Tag Archives: High-fructose corn syrup

Is it necessary to have sugar?

Most of us label sugar as the biggest evil today. We try our best to eliminate it from our diets and feel guilty whenever we ocassionally give in. But did it ever occur to you if these white crystals that were once an inseparable part of our daily diets, may not be that big an evil as they are touted to be? Well, the question did occur to us and we started digging further...

It is surprised to know that World Health Organisation (WHO) recommends having 6-12 teaspoons of sugar every day, much contrary to what most nutritionists and health experts believe.

Let us first distinguish between different kinds of sugars, artificial sweeteners, sugarcane extracted crystallized sugar and natural sugars (sugar we get from our foods and fruits).
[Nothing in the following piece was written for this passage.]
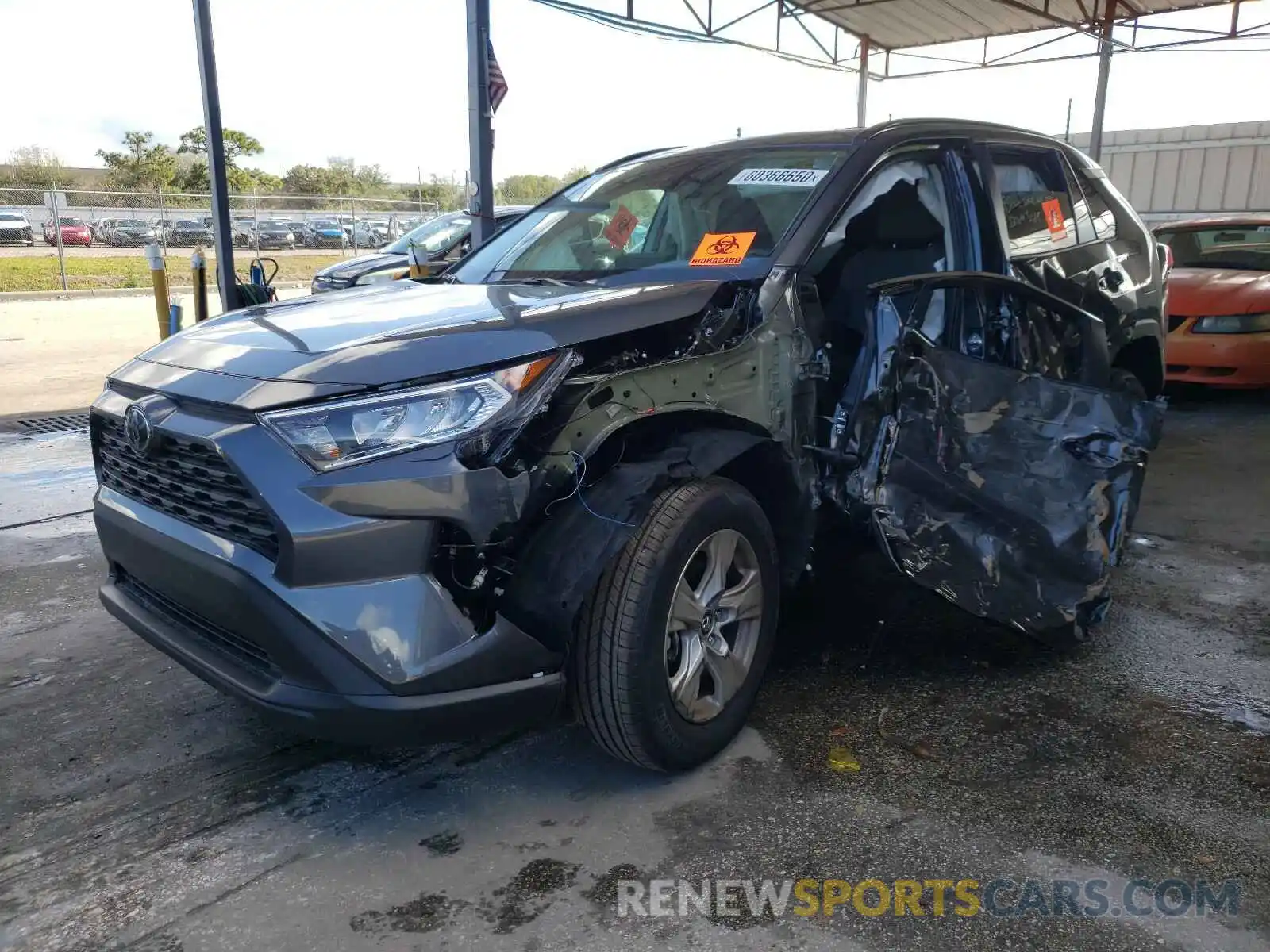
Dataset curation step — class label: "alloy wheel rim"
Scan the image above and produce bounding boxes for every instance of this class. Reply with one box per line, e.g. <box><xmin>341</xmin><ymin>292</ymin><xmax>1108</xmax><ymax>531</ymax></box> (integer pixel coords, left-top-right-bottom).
<box><xmin>664</xmin><ymin>529</ymin><xmax>764</xmax><ymax>724</ymax></box>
Crystallized sugar: This is the sugar we consume on a daily basis. We add a spoonful in our milk, tea, coffee, desserts and often foods like dals and subzis.

Artificial sweeteners: These are sweeteners like stevia, saccharin, sucrose and aspartame, most commonly renamed as “sugar-free” substitutes for dietary sugar.

Natural sugars: All vegetables, seeds, fruits have natural sugar content in them. These vary from food to food and are often the safest kind of sugar to be consumed.

We most commonly consume sugar which comes from Sugarcane or Beetroot is actually beneficial for us.

However, the processed and packaged foods which contain sugar extracted from high fructose corn syrup, is the dangerous kind and should be avoided as much as possible.

According to maney nutritionist we don’t require sugar. “Our body processes glucose from sugar but the same glucose can be extracted from starch, protein and fats that we consume, when required by the body. One should focus on including high fiber diet, which has complex carbohydrates.”

The theory of not consuming sugar has been given in many diets such as GM diet to reduce weight. But this negatively affects our body since our body needs glucose to generate energy.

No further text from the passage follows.